### The (fat?) tails of true talent – Part 4- Results for non-Gaussian True Talent

In parts 3.1 and 3.2 I discussed approximating true talent distributions with Gaussians, and comparing these to data. In this post I will talk about my attempts to model true talent with non-Gaussian distributions.

As a reminder, the probability to make an observation x is the convolution of the noise (or luck) distribution, S(x), with the true talent distribution, T(t).

$p(x) = \int dt' S(x-t') T(t')$

So far I’ve limited T to be Gaussian, which is convenient because the convolution can be done analytically and all we have to do is add up the log-likelihoods and minimize.

As an alternative to a Gaussian distribution, I tried using a Cauchy and a
Student’s t distribution, but both of these are way too fat, or more precisely give you huge outliers (like FIP- = 1000 or OBP = 2) too often to be useful approximations for what I’m doing. The comparisons I showed in 3.1 and 3.2 suggest the true talent distribution may be a little wide, but not that dramatically.

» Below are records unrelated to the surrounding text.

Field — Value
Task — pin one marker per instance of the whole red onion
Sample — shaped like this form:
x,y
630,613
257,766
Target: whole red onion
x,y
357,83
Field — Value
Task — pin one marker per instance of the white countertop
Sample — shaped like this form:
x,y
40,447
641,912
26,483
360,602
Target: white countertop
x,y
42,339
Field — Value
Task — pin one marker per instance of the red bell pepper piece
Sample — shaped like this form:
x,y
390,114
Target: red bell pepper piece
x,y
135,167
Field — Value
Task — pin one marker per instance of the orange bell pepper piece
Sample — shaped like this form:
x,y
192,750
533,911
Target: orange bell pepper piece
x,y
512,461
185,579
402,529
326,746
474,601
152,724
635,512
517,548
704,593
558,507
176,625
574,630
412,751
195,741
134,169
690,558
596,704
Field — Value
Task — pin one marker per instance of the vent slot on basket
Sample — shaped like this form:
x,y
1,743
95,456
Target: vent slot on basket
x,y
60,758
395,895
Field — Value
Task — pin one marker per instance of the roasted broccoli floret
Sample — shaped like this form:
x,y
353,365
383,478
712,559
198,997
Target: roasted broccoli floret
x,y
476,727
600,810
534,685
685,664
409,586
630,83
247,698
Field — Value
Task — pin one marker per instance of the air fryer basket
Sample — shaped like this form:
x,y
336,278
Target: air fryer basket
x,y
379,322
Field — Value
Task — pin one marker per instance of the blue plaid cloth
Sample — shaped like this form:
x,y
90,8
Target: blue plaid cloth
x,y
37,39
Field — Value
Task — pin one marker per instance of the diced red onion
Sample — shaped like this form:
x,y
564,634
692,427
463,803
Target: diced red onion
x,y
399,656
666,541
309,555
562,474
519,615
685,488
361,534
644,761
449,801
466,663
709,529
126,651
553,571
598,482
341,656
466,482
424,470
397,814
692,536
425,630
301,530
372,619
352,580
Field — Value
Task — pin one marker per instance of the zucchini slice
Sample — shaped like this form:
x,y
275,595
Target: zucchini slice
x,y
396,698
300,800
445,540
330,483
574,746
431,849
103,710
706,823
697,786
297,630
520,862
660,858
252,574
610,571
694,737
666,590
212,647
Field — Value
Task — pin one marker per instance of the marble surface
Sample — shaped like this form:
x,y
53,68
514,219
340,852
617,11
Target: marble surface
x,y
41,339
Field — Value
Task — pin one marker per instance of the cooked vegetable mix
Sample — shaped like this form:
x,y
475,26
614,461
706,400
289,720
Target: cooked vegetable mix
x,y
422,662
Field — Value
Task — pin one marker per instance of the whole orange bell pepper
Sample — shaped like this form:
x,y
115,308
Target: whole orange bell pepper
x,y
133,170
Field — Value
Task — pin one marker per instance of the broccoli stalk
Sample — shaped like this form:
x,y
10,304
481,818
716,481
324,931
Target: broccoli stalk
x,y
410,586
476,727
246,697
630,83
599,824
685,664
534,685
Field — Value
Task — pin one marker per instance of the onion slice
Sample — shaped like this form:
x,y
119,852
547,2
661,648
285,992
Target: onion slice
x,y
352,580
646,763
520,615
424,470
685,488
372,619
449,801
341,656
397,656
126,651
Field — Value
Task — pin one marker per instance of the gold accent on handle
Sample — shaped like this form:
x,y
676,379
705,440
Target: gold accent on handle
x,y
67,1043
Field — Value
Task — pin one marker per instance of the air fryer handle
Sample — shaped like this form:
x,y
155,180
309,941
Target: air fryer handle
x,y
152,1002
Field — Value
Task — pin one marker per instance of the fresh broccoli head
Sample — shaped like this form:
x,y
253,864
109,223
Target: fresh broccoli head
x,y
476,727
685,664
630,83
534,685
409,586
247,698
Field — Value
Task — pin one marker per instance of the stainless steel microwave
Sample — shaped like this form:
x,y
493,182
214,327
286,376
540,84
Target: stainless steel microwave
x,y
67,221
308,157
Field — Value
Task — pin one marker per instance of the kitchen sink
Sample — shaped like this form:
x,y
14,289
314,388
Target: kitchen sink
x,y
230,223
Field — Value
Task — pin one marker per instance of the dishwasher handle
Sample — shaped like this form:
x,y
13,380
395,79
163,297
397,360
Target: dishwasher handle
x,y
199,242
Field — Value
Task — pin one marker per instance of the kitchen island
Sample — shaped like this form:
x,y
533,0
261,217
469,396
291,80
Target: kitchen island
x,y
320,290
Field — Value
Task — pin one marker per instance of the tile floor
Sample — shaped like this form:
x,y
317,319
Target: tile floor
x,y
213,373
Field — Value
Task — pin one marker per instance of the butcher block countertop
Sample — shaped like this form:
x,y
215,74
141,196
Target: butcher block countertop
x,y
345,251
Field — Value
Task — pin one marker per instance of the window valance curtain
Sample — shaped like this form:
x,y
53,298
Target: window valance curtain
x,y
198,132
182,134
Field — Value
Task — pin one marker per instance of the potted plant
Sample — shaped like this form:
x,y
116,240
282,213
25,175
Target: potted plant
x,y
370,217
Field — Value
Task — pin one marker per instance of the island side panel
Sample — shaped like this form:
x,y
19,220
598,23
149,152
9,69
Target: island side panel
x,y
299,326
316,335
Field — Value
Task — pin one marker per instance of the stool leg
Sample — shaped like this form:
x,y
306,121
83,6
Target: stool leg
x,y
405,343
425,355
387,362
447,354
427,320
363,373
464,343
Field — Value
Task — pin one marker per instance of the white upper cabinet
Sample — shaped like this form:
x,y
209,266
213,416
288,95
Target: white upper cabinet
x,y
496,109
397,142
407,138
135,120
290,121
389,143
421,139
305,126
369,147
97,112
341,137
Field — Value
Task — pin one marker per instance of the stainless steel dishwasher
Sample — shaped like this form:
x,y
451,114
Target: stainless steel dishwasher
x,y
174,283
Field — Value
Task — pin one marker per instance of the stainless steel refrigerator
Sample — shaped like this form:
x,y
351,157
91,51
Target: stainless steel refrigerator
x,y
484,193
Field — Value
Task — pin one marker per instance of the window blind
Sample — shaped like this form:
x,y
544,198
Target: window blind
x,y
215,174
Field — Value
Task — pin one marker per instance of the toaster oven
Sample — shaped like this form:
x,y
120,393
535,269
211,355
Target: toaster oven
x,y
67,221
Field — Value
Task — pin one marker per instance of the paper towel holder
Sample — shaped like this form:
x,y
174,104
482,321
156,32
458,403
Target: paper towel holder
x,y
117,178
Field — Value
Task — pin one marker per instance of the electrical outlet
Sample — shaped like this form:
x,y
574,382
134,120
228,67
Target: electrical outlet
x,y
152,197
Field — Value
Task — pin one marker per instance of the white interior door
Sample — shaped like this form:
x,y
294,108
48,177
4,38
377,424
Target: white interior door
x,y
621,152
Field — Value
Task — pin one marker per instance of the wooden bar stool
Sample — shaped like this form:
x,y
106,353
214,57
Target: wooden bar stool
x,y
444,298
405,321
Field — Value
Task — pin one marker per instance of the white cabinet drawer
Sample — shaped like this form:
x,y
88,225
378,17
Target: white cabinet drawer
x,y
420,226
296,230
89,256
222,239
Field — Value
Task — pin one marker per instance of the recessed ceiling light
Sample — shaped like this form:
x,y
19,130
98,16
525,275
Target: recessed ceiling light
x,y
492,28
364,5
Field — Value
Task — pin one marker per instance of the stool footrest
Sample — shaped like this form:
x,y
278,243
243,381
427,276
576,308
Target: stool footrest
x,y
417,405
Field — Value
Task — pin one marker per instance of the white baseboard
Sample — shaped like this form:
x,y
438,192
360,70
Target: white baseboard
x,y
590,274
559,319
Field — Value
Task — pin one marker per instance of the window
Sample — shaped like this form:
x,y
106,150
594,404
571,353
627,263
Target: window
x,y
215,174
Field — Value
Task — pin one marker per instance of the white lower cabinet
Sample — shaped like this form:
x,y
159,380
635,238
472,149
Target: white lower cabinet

So, instead I cooked up an ad-hoc model that looks a lot like a Gaussian, but basically says the standard deviation gets a bit bigger as the values get further away from the mean; specifically,

$T(t) = \frac{1}{\sqrt{s \pi} \sigma_t}e^{-\frac{1}{2} \frac{(t-t_0)^2}{\sigma^2_t (1+[f (t-t_0)/t_0]^2)}}$

in other words, almost a Gaussian, but f (the fat-parameter) stretches out the standard deviation when $t-t_0$ gets large (relative to $t_0$).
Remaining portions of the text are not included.